When the pain at last lessened and I was able to lie still without groaning, I knew that what was now stealing upon me was a sleep so profound it was like a swaddling of death. It held me for some fifteen or sixteen hours at a time. Then I would wake and find Will or Cattlebury at my side with a little cup of broth, which I would try to sip. Then I would piss feebly into my pot and lie down again and in minutes re-enter this velvet sleep, at one moment remarking to myself that, if it resembled death, it also resembled infancy and musing foolishly on the possibility of being reborn in a more handsome and serious guise.
This, of course, did not come about. I was "reborn" two weeks later, weak as a mole and covered with scabs. I sat up and saw Will sitting in a chair, wearing his tabard. "Thank you, Will," I said. "And for caring for me so well. Without you, I would have been in a sorry mess."
"Are you better, Sir?"
"I believe I am. Though I feel somewhat puny and hollow…"
"Are you recovered enough for some news?"
"News?"
"Yes. About your household."
"Meaning you and Cattlebury and the other servants?"
"No, Sir. Meaning your wife and her maid and Mister Finn and the music master. They are all gone. Gone to London."
"Celia has gone?"
"Yes, Sir Robert. And taken all her dresses and fans and so forth."
"But the portrait…"
"Finished. And the day it was, the King sends one of the Royal coaches, and they all get into it and are gone."
I lay down again. I stared at my turquoise canopy. "That is the end of it, then," I heard myself say. "Now, she will never return. What date is it, Will?"

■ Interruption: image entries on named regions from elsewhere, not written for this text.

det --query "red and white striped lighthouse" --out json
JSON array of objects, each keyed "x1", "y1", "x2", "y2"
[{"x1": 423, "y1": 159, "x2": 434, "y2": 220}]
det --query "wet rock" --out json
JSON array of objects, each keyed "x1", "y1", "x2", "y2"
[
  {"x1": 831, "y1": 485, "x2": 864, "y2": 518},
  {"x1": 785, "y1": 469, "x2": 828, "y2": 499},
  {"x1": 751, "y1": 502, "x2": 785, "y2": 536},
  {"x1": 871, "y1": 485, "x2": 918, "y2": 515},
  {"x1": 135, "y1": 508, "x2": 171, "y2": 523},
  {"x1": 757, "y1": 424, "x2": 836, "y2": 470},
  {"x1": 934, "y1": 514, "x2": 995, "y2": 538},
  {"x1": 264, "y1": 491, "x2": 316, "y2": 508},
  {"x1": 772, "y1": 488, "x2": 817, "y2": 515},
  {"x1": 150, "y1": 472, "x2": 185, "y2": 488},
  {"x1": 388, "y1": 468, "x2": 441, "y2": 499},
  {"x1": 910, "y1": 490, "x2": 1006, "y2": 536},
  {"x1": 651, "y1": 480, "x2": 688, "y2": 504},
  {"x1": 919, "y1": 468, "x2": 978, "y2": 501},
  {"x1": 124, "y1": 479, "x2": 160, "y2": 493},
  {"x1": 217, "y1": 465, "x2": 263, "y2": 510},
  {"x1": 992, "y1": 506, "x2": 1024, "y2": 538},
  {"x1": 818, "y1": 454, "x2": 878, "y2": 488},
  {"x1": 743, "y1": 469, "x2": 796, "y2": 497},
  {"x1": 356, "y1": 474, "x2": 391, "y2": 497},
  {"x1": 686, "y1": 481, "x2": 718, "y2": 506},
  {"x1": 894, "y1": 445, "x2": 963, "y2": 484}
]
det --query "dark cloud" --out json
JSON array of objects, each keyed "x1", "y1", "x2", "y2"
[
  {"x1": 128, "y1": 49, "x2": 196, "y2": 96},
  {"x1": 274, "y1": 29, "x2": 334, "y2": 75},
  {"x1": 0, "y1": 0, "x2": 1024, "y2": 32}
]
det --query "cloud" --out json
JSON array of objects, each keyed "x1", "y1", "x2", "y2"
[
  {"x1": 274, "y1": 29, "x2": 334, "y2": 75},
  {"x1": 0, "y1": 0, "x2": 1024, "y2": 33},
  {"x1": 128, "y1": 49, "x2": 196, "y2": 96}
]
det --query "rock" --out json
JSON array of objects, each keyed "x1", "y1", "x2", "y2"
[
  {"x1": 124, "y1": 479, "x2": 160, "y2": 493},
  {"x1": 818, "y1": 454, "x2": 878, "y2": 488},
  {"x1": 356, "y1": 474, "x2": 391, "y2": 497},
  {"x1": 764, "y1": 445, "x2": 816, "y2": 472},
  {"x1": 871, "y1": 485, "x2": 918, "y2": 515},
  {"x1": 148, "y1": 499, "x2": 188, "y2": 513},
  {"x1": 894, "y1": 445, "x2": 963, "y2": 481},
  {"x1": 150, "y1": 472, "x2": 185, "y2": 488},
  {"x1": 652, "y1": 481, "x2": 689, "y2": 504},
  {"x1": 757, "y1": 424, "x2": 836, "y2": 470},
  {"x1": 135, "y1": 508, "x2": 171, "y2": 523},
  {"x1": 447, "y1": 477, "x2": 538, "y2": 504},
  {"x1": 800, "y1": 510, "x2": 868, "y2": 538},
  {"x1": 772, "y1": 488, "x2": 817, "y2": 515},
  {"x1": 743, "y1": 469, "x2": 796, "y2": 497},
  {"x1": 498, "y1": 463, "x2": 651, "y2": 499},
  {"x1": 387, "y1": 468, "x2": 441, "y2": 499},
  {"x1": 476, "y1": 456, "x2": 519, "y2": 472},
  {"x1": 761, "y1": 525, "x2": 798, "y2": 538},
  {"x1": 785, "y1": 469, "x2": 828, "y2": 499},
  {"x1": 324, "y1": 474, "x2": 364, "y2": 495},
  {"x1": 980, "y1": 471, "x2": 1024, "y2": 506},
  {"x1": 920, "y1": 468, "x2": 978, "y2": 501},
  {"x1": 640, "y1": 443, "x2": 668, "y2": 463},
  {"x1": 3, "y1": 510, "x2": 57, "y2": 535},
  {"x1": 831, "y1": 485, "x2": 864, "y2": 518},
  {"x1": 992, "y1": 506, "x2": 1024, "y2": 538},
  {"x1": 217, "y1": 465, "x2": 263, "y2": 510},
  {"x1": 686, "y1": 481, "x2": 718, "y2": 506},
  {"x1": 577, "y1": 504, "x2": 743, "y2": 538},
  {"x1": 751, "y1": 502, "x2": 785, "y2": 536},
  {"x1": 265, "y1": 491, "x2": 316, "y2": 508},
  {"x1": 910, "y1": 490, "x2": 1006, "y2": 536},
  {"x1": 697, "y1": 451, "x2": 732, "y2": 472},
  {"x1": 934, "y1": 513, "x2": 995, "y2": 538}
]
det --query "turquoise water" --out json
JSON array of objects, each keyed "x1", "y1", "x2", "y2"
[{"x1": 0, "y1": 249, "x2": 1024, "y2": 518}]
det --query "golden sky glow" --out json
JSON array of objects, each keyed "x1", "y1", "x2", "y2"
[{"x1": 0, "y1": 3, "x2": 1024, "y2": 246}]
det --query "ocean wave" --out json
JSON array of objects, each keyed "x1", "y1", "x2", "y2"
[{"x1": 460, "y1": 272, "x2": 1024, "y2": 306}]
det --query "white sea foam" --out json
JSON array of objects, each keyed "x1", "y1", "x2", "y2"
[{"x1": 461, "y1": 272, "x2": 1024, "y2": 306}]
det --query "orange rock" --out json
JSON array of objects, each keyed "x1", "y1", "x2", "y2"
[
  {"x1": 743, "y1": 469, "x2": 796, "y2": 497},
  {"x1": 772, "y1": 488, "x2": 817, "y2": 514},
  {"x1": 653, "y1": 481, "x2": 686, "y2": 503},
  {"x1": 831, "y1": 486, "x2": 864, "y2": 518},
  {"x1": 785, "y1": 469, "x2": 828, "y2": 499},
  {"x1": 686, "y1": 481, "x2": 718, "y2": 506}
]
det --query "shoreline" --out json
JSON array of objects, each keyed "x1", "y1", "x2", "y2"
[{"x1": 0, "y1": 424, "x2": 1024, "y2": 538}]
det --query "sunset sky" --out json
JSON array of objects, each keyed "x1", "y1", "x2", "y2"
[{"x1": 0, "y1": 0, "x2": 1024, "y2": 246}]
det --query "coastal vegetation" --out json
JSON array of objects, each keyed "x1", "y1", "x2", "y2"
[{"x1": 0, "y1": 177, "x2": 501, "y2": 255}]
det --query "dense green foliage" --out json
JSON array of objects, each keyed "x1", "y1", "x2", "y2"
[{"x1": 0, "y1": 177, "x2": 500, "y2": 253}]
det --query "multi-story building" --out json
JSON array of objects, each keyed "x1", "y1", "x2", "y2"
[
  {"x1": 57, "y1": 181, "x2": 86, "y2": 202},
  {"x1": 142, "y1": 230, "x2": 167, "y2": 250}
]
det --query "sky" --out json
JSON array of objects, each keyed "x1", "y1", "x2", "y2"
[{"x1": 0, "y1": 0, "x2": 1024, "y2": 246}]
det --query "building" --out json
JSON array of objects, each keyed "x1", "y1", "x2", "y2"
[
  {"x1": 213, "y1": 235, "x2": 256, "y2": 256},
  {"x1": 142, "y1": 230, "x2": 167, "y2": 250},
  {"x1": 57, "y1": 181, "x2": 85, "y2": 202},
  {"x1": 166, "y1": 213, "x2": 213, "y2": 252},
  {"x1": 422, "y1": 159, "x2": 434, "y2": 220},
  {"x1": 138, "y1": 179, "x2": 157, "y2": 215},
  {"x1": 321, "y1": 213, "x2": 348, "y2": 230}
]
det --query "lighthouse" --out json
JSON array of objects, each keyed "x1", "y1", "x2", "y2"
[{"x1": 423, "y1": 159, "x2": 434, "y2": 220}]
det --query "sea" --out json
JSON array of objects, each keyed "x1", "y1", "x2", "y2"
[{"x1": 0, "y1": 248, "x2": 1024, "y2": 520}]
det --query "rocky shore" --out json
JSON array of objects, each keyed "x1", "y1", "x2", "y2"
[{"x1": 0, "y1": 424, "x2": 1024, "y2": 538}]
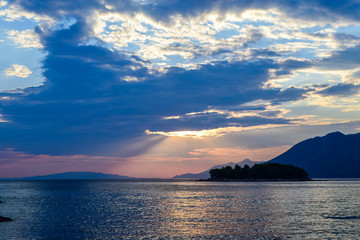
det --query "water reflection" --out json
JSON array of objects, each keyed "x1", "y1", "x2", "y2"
[{"x1": 0, "y1": 181, "x2": 360, "y2": 239}]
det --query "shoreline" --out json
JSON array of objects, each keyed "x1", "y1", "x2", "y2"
[{"x1": 197, "y1": 178, "x2": 314, "y2": 182}]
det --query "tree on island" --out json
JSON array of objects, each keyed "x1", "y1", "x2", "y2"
[{"x1": 210, "y1": 163, "x2": 309, "y2": 180}]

"February, Sir. The twenty-second day."
One week later, as I sat by my fire, staring vacantly into the flames, Will brought me a letter. It was, as I knew it would be, from the King. Or rather, it was not
from
him but from one of his secretaries and set out the following summons:
His Gracious Majesty, King Charles II. Sovereign of the Realm commands:
That Sir Robert Merivel present Himself at Whitehall Palace no more days hence than four, upon receipt of this Royal missive.

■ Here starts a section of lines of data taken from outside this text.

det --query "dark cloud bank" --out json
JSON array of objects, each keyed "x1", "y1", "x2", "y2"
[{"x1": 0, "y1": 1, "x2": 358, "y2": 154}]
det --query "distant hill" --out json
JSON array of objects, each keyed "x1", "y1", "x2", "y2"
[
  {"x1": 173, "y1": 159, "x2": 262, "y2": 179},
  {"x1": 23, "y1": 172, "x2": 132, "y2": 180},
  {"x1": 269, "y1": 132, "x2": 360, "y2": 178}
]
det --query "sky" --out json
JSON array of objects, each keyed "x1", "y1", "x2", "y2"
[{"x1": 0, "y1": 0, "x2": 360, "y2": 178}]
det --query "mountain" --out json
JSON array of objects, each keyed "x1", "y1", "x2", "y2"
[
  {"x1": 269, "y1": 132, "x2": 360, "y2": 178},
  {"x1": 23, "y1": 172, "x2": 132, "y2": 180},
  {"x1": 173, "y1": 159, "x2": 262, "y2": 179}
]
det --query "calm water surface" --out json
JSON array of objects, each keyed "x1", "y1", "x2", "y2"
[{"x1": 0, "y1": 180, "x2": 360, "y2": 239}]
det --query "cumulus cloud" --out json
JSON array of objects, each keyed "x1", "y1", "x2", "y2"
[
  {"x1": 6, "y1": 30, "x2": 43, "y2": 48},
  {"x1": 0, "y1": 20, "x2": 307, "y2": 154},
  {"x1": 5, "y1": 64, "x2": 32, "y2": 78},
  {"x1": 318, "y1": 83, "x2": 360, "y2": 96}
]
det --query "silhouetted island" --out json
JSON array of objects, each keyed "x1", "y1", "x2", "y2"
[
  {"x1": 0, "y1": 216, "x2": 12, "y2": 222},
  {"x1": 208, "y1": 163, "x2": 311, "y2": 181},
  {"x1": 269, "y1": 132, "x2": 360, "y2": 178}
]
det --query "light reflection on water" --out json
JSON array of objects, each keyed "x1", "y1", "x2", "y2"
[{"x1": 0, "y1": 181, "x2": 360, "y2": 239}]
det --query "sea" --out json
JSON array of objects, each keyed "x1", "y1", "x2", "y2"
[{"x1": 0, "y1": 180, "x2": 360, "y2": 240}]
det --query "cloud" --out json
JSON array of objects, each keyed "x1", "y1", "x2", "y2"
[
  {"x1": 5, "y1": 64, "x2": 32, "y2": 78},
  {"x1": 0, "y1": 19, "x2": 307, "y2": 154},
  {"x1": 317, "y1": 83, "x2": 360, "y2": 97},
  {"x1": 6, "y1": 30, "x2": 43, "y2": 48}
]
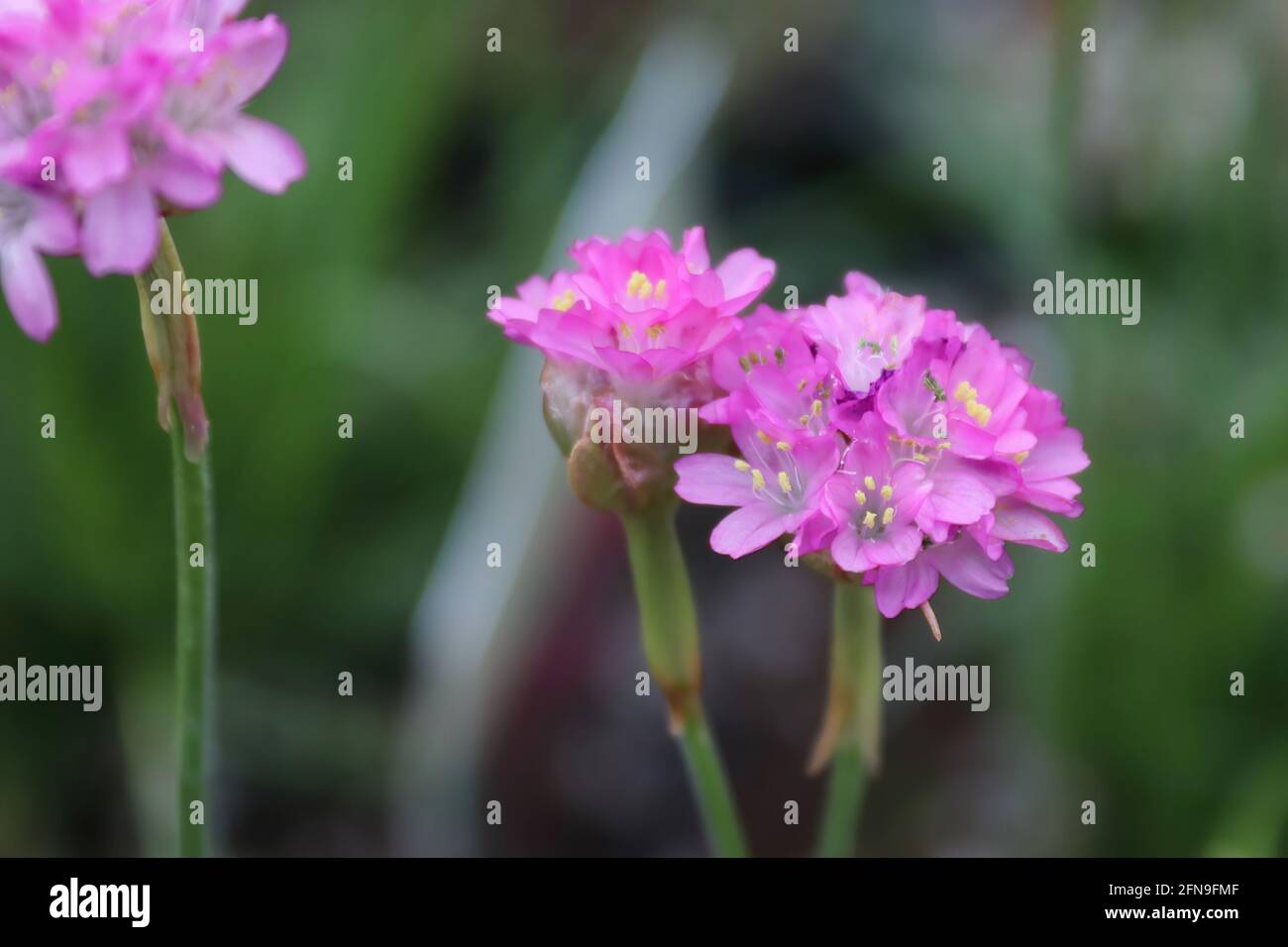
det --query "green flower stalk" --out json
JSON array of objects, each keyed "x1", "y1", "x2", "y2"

Signed: Sir J. Babbacombe. Secretary
"So," I said to Will, who had brought me the note, "Finn did his work."
"I beg your pardon, Sir?"
"Never mind. The King calls me to London, Will. And it will not be to praise me."

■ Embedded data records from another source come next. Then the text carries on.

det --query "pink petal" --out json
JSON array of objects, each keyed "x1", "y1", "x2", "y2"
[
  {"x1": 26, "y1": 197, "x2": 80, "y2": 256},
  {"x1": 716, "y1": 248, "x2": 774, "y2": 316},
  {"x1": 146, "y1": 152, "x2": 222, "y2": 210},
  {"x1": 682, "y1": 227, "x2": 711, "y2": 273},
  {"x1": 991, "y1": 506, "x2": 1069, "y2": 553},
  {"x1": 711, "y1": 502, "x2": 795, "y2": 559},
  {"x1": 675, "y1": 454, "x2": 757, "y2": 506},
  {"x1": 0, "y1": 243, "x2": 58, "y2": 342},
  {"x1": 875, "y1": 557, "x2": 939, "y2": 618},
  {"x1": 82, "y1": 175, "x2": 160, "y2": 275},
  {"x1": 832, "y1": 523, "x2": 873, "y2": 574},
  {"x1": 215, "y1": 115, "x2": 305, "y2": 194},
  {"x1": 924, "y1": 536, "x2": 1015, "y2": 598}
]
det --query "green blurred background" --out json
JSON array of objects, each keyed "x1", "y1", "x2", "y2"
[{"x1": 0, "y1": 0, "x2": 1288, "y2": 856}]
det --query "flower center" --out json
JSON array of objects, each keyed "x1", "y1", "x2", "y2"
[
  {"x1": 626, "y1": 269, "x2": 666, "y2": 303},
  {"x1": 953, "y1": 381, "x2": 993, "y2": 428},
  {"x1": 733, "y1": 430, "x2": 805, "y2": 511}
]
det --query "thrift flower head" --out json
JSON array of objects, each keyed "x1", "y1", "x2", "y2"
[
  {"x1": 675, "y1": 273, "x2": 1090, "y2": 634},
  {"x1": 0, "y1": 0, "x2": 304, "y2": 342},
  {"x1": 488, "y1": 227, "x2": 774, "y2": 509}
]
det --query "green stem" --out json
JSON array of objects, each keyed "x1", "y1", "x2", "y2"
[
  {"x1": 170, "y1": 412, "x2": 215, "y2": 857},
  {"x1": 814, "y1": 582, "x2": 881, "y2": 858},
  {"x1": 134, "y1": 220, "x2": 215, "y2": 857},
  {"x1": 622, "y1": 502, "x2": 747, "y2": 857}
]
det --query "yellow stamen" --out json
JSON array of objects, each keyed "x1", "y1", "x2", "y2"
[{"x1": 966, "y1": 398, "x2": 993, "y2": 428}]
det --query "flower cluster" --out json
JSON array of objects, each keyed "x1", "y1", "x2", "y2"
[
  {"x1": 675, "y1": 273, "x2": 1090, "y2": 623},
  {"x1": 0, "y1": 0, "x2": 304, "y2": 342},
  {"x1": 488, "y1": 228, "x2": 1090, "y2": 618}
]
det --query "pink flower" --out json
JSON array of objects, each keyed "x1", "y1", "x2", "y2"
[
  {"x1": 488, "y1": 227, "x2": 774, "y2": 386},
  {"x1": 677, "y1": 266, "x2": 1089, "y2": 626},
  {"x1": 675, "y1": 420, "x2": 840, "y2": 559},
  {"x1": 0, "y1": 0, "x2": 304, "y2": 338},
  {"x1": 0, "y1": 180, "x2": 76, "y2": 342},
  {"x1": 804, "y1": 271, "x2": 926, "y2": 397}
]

"You're too weak, yet, to go to London, Sir."
"Needs must, Will. I shall not ride, but take the coach. Perhaps you would be good enough to accompany me?"
"Willingly, Sir Robert."
"We shall leave tomorrow morning, then. Make sure my black and gold coat is clean and my gold breeches."
"Yes, Sir."
"And fold up the tabard I had intended my wife should wear. We shall take it to the King as a present. Though I fear – "
"What, Sir?"
"That no offering of this kind will be enough."
I shall not dwell upon the details of our journey, except to record that, as we came to Mile End and Will saw in the distance the tower and turrets of London, he grew most childishly excited thinking of the marvels he was about to witness for the first time, he having passed all thirty-nine years of his life in Norfolk. And when it dawned upon his Norfolk mind that he might, in all probability, set eyes upon the King in his palace, he began to blub, thus causing me in the space of five minutes more delight than I had experienced in as many weeks. (I have grown, in my time at Bidnold, most fond of Will Gates. If he is now to be taken from me for ever, I will remember him often.)